Mulm ist kein Dreck: Warum ich nie mehr „sauber“ züchte

Ich war früher besessen von Sauberkeit. Bis ich begriff: Mulm ist Leben.

Dieser Blogpost ist eine Liebeserklärung an das, was viele absaugen, ohne es zu verstehen: den Mulm. Diese braune, weiche Schicht auf dem Boden, die nicht nur „Dreck“ ist – sondern Grundlage für gesunde Zuchten.

1. Was ist Mulm eigentlich?

Mulm besteht aus organischen Reststoffen: Futterreste, abgestorbene Pflanzenteile, Ausscheidungen – aber auch Milliarden Mikroorganismen. Es ist ein biologisches Netzwerk: Bakterien, Einzeller, Pilze, Rädertierchen. Für Jungfische: ein Schlaraffenland.

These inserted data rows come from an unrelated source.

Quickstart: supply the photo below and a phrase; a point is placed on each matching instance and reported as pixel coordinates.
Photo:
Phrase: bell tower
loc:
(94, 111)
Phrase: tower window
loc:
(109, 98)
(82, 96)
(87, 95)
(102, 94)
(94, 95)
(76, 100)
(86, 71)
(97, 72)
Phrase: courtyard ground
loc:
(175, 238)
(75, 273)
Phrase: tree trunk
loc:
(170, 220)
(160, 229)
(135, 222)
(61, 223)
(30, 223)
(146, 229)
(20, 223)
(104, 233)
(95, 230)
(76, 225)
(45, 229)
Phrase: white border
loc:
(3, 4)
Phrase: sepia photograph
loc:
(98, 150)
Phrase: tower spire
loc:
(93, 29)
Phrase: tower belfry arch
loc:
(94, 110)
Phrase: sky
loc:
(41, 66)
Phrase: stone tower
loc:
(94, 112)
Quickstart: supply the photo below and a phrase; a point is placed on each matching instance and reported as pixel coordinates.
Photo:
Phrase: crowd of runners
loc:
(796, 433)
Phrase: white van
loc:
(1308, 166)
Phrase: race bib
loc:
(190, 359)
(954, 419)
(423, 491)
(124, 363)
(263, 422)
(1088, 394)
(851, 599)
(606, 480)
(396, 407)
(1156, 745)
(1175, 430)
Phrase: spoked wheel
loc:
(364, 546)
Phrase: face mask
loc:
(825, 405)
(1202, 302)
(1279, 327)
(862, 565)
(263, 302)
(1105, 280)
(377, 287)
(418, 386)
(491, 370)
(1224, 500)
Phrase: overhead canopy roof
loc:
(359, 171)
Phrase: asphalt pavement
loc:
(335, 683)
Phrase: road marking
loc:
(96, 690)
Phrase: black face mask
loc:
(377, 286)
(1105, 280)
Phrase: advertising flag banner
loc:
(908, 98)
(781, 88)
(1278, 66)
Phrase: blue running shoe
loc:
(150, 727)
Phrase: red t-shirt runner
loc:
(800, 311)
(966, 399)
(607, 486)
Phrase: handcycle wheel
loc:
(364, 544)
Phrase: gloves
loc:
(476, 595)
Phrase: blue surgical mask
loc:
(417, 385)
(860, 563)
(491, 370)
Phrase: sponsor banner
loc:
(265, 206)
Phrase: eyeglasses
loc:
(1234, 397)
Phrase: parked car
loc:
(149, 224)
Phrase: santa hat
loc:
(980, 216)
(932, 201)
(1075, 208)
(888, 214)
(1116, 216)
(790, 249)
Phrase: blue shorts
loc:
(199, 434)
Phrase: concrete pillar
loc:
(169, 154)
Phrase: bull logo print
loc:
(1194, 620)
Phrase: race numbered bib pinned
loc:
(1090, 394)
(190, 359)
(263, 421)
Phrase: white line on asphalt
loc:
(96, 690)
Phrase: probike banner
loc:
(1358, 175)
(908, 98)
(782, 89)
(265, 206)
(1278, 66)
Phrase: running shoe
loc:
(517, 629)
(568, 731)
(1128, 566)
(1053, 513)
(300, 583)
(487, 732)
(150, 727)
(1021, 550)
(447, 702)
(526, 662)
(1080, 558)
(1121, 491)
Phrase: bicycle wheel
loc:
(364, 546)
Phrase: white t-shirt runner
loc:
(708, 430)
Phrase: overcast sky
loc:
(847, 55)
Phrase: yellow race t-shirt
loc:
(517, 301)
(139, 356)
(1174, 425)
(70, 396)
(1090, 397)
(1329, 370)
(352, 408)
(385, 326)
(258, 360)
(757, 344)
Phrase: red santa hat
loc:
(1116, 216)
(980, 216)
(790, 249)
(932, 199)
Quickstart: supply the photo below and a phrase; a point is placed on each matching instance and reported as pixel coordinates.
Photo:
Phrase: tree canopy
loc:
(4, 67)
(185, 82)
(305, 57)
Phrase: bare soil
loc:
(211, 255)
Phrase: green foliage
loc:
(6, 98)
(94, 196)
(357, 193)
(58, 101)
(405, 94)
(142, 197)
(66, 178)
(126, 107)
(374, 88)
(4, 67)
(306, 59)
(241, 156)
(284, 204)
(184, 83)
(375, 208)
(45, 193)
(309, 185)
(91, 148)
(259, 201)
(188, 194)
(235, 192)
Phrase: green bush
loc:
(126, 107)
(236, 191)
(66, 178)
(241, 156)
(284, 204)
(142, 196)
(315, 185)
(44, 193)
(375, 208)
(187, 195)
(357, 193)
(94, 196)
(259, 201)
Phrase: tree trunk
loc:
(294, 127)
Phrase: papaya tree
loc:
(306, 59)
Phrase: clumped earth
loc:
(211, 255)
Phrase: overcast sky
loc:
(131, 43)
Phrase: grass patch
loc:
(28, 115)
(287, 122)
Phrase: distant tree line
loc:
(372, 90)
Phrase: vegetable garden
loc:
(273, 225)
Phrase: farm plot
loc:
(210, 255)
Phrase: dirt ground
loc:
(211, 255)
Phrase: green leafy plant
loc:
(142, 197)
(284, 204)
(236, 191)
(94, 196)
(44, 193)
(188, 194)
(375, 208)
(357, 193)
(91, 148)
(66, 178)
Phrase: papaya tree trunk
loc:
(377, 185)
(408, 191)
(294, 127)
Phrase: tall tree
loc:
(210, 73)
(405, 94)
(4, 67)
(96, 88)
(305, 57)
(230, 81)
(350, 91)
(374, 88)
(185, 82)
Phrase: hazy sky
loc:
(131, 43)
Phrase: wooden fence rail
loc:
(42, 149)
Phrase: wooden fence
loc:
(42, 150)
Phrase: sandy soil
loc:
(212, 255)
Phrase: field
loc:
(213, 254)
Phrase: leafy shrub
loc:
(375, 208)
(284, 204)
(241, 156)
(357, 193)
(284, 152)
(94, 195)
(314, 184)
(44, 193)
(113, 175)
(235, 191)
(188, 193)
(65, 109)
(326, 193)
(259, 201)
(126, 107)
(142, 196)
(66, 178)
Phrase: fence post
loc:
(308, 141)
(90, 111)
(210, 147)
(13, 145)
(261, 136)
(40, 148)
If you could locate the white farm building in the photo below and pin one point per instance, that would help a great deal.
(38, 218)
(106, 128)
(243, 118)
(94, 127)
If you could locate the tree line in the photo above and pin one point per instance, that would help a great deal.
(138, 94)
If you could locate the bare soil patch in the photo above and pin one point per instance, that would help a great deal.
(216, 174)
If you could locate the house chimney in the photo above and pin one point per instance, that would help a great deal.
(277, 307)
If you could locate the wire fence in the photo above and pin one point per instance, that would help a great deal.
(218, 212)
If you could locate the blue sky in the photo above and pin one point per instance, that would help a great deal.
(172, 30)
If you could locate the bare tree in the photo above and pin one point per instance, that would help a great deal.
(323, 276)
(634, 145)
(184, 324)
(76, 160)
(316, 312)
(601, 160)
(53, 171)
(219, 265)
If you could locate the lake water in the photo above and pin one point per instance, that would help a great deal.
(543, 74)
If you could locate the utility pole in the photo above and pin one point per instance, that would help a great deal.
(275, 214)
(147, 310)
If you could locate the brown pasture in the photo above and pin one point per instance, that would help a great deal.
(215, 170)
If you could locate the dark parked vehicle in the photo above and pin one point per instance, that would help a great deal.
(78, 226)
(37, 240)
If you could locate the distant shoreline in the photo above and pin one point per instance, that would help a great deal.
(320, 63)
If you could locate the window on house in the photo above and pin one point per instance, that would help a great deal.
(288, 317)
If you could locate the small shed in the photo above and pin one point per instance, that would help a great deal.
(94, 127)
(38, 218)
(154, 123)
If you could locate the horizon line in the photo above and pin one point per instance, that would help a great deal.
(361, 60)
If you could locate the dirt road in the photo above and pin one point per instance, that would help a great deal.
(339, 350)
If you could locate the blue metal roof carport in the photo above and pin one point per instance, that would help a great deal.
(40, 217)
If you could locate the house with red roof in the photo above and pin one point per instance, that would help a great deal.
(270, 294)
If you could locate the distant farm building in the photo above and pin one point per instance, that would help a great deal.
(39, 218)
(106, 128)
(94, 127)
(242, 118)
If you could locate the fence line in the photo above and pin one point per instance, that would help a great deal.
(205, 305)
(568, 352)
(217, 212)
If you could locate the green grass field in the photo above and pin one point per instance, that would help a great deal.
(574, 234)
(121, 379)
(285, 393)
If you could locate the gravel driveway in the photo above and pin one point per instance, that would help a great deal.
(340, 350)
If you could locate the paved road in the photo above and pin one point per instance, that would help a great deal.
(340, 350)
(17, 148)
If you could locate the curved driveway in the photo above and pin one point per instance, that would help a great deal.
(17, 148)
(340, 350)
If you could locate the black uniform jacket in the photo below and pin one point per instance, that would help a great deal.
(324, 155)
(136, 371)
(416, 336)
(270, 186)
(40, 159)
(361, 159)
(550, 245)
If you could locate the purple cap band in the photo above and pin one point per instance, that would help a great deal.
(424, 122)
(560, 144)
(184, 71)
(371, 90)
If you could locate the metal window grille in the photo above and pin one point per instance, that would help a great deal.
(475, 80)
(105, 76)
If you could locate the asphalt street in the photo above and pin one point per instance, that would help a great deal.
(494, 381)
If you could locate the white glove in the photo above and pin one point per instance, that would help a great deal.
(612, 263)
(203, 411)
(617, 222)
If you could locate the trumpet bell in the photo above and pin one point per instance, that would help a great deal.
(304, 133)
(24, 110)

2. Warum ich früher falsch lag

Ich saugte früher regelmäßig alles ab. „Weißer Sand, klare Sicht“, dachte ich. Und wunderte mich, warum die Aufzucht stockte.

Heute lasse ich Mulm gezielt zu – vor allem in Aufzuchtbecken. Denn er:

  • versorgt Jungfische mit Mikroorganismen
  • puffert Schwankungen im Wasser
  • bindet Giftstoffe
  • dämpft Stress durch natürliche Umgebung

3. Mulm ist Aufzuchtfutter!

Die Mikroorganismen im Mulm sind das erste Futter für winzige Larven – z. B. bei Betta, Apistogramma, Killifischen. Ich habe mehrfach beobachtet: In „sterilen“ Becken verhungern Larven trotz Artemia. In Mulmbecken wachsen sie stabiler auf – weil sie ab Tag 1 Nahrung finden.

4. Mein Mulm-Management

Ich sauge Mulm nicht regelmäßig ab. Stattdessen:

  • nur punktuell, wenn sich Schichten ansammeln
  • nur in Ecken mit Futterresten
  • gezielter Wasserwechsel ohne Bodensog

Ich benutze einen dünnen Luftschlauch als „Mulmsauger light“ – sehr fein dosierbar.

5. Mulm aus reifen Becken – als Starterkultur

Beim Ansetzen neuer Aufzuchtbecken gebe ich eine Handvoll Mulm aus etablierten Becken hinzu – das beschleunigt die biologische Reifung und bringt sofort Mikroorganismen mit.

Tipp: Nur aus gesunden, stabil laufenden Becken verwenden!

6. Mulm und Filter – das perfekte Duo

Ich kombiniere luftbetriebene Schwammfilter mit einem „lebendigen“ Boden. Der Filter sorgt für Sauerstoff und Strömung – der Mulm für Bakterien und Nahrung. Zusammen bilden sie eine stabile Mikrofauna-Basis.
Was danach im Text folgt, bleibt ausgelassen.